[Profanity Filter] Efficiently filtering combinations of bad words out of string inputs

[Profanity Filter] Efficiently filtering combinations of bad words out of string inputs

Date: May 28, 2016Author: pdwitte 1 Comment

So today we ran into this problem where we want to be able to filter player input in our games. However, players are smart, they know that they can spell words to get around filters. Today, we wrote a system that doesn’t allow them to do this. It’s managed by a nice google spread sheet that you can maintain, and it also supports ignoring the flag if the bad word turns out to be a good one (e.g. in the case the word “bass” is found, it can be triggered for the word “*ss”).

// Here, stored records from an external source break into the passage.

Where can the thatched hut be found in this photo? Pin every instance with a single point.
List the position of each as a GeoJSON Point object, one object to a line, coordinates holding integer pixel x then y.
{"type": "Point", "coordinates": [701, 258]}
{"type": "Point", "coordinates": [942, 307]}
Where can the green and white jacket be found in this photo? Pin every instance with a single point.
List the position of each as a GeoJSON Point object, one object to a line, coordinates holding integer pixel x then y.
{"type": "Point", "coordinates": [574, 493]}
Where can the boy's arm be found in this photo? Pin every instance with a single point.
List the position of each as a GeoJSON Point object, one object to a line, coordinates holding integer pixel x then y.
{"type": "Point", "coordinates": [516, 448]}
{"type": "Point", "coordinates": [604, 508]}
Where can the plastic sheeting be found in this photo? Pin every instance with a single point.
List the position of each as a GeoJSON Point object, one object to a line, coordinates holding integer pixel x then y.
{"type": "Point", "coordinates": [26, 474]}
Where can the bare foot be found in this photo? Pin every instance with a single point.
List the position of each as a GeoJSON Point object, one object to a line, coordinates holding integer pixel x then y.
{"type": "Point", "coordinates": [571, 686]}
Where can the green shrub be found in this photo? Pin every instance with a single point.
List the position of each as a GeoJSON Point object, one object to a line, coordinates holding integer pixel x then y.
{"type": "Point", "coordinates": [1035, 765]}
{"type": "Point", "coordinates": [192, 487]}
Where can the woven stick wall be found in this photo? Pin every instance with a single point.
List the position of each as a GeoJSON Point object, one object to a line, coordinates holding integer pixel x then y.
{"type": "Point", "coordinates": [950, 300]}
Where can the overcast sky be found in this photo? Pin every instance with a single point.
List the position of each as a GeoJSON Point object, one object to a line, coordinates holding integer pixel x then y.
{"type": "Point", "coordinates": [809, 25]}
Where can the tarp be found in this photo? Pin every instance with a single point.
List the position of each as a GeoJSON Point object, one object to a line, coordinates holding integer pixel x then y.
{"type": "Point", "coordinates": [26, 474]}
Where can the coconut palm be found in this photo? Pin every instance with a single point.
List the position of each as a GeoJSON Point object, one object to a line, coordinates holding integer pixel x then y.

Then we ran into the problem where it is really hard to compare parts of strings against a list of strings. For example, finding the word the word *ss in the word “bass” would require you to iterate over every single word in your list (10k+ words in our case) and see if it matches a .contains boolean. I figured there had to be a better way. I wrote a function that grows in runtime based on the message size, not on the list size, which should allow for more efficient, easier filtering for everyone. Let’s make sure we keep the kids safe from finding out bad words on our games!

Here’s how it works:

1) Have a google spreadsheet with all words that I want to filter out

2) Directly download the google spreadsheet into my code with the loadConfigs method (see below)

3) Replace all l33tsp33k characters with their respective alphabet letter

4) Replace all special characters but letters from the sentence

5) Run an algorithm that checks all the possible combinations of words within a string against the list efficiently, note that this part is key – you don’t want to loop over your ENTIRE list every time to see if your word is in the list. In my case, I found every combination within the string input and checked it against a hashmap (O(1) runtime). This way the runtime grows relatively to the string input, not the list input. It also caps the search space at the length of the largest word in your filter.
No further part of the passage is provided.